E isso faz-nos sentir as dores de Miranda, mas também o positivismo de Bray (Josh Lucas) que surge na vida da primeira com uma visão otimista da vida, reforçando a ideia de que devemos estar gratos por tudo o que nos acontece. Isto porque, explica, todas as coisas têm um significado e não acontecem meramente por acaso. Não há sorte nem azar.
Ainda que os dois tenham visões muito diferentes do mundo, na medida em que Miranda vive derrotada pela vida e Bray agradece tudo o que lhe acontece, os dois compõem o par romântico da história que mais queremos ver junto. E isso leva-me ao ponto seguinte.
4. Faz-nos acreditar no amor
"Que lamechas", poderá estar a dizer desse lado. Mas o que se pode esperar de um filme destes? É que ainda que a mensagem fundamental de "O Segredo" seja o de reforçar que o positivismo pode ter influência nas nossas vidas, há uma história de amor que nasce das interações entre dois polos opostos — Miranda e Bray.
Pelo meio, há conflitos vários, traições, dúvidas e todos aqueles ingredientes que ameaçam estragar uma relação que nós, enquanto espectadores, sabemos ser perfeita, mas cujas personagens hesitam em assumir quase de forma propositada para arrastar ainda mais o filme.
Mas há um propósito nisso e que bate certo com o primeiro ponto deste texto.
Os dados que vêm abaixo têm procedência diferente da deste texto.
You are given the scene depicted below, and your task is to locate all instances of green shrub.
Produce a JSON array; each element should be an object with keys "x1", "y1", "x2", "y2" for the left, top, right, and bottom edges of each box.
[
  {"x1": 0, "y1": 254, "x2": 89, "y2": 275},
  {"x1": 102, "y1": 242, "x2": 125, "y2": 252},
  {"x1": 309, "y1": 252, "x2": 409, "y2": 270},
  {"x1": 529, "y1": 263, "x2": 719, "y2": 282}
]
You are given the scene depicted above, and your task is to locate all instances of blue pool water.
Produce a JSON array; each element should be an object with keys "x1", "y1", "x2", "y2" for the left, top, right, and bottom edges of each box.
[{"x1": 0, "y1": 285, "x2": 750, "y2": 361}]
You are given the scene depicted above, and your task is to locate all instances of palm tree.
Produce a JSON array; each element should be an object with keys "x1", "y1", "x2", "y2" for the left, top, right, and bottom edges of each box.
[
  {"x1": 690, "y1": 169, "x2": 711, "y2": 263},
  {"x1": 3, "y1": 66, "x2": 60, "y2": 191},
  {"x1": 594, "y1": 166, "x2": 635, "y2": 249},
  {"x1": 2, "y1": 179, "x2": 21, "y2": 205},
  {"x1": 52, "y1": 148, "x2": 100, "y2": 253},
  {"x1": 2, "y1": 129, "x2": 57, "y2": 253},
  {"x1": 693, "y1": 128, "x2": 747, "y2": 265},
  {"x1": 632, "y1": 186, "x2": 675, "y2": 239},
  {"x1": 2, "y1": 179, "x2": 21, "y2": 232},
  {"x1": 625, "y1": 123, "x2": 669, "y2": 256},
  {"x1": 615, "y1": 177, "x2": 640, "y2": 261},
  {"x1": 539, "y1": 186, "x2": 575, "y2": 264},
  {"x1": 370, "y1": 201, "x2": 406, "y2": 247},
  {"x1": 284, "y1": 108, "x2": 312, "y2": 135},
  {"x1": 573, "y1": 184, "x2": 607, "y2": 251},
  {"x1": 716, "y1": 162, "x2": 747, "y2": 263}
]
É que apesar dos conflitos, das hesitações e das zangas, sabemos que, naquela história, tudo vai ficar bem.
No final, o amor prevalece e quase nos faz ter pena de chegar ao fim do filme depois de investidas mais de duas horas a viver as dores e as ânsias daquelas personagens. Mas, e isto pode servir de consolo num mundo cada vez mais virado do avesso, pelo menos estão felizes.